Partnerpensioen bij overlijden ná pensioendatum
Volgens de StvdA wordt in de meeste pensioenregelingen een kapitaal opgebouwd voor het partnerpensioen bij overlijden ná pensioendatum. De hoogte van het partnerpensioen bij overlijden ná pensioendatum bedraagt dan 70% van het ouderdomspensioen. De StvdA stelt voor deze regeling voor alle pensioenregelingen verplicht te stellen.
Wezenpensioen
De eindleeftijd voor het wezenpensioen is op dit moment in iedere regeling anders en vaak ook nog afhankelijk van het feit of het kind nog studeert. Volgens de StvdA moet er een vaste eindleeftijd komen van 21 of 25 jaar. De StvdA stelt daarbij voor dat het maximale wezenpensioen 20% van het salaris mag bedragen. Dat is een verruiming ten opzichte van de huidige fiscale grenzen.
Voorbeeld
Joost is 35 en onlangs vader geworden van een zoon. Hij neemt via zijn werkgever deel aan een pensioenregeling. Hij werkt al 5 jaar bij deze werkgever. Zijn pensioengrondslag bedraagt € 30.000 en zijn salaris bedraagt € 45.000. De pensioenrichtleeftijd is 68 jaar. De hoogte van het wezenpensioen bedraagt per (ontbrekend) dienstjaar 0,232% van de pensioengrondslag. Als Joost overlijdt, ontvangt zijn zoon 0,232% x € 30.000 x 38 jaar = € 2.644,80 aan wezenpensioen. Op basis van het advies van de StvdA mag het wezenpensioen maximaal 20% x € 45.000 = € 9.000 bedragen.
De uitwerking van het pensioenakkoord is afgerond. De volgende stap is om alle voornemens en afspraken om te zetten in wetgeving. De inwerkingtreding van deze wetgeving is gepland op 1 januari 2022. Uiterlijk op 1 januari 2026 moet iedere pensioenregeling zijn omgevormd naar een nieuw pensioencontract of een verbeterde premieregeling.
Uiteraard weten we niet in hoeverre de voorgenomen wijzigingen nog aangepast gaan worden tijdens het wetgevingsproces.
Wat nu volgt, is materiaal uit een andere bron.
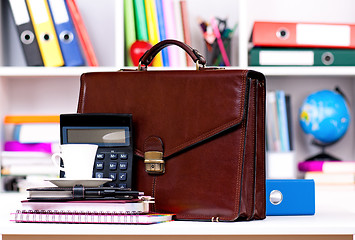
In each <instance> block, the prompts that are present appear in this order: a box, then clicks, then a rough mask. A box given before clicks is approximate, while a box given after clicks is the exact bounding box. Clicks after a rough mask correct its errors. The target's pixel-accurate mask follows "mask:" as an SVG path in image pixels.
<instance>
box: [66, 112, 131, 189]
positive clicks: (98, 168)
mask: <svg viewBox="0 0 355 240" xmlns="http://www.w3.org/2000/svg"><path fill="white" fill-rule="evenodd" d="M60 129H61V133H60V139H61V144H80V143H81V144H82V143H87V144H96V145H98V150H97V153H96V158H95V163H94V166H93V178H110V179H111V180H112V181H110V182H108V183H105V184H104V185H103V186H104V187H115V188H116V187H118V188H131V187H132V167H133V166H132V165H133V140H132V115H131V114H110V113H107V114H106V113H100V114H94V113H78V114H61V115H60ZM60 176H61V177H65V173H64V172H61V173H60Z"/></svg>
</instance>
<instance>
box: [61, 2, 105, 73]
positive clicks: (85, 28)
mask: <svg viewBox="0 0 355 240" xmlns="http://www.w3.org/2000/svg"><path fill="white" fill-rule="evenodd" d="M66 2H67V6H68V9H69V13H70V15H71V17H72V19H73V23H74V27H75V30H76V32H77V34H78V37H79V41H80V44H81V47H82V50H83V52H84V56H85V58H86V62H87V65H88V66H90V67H97V66H99V63H98V61H97V58H96V54H95V51H94V48H93V46H92V43H91V41H90V37H89V34H88V32H87V30H86V27H85V24H84V20H83V18H82V16H81V14H80V11H79V8H78V6H77V5H76V2H75V0H66Z"/></svg>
Gezien de 211 vragen van de Tweede Kamer die minister Koolmees onlangs beantwoordde, valt nog wel wat discussie te verwachten. Bovendien kunnen de verhoudingen in de Tweede Kamer na de verkiezingen in maart 2021 heel anders zijn dan op dit moment.
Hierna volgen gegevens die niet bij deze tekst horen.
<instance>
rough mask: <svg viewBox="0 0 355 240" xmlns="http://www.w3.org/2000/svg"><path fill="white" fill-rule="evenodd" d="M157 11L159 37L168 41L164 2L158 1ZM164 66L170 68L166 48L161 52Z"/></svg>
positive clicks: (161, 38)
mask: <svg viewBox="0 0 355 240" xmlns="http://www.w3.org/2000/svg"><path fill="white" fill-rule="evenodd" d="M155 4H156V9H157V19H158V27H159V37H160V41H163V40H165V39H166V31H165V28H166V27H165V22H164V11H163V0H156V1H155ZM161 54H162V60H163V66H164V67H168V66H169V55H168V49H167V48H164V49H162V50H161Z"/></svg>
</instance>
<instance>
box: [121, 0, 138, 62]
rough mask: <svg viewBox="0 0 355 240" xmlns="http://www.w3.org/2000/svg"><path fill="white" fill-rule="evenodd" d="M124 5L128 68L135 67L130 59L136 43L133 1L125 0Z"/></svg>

Zorg ervoor dat je goed op de hoogte te blijft van de ontwikkelingen op pensioengebied. Zo kun je vragen van jouw klanten beantwoorden en hen proactief informeren over de aankomende wijzigingen. Bovendien biedt het nieuwe pensioenstelsel je een ideale gelegenheid om pensioen en/of eerder stoppen met werken aan bod te laten komen tijdens je adviesgesprekken.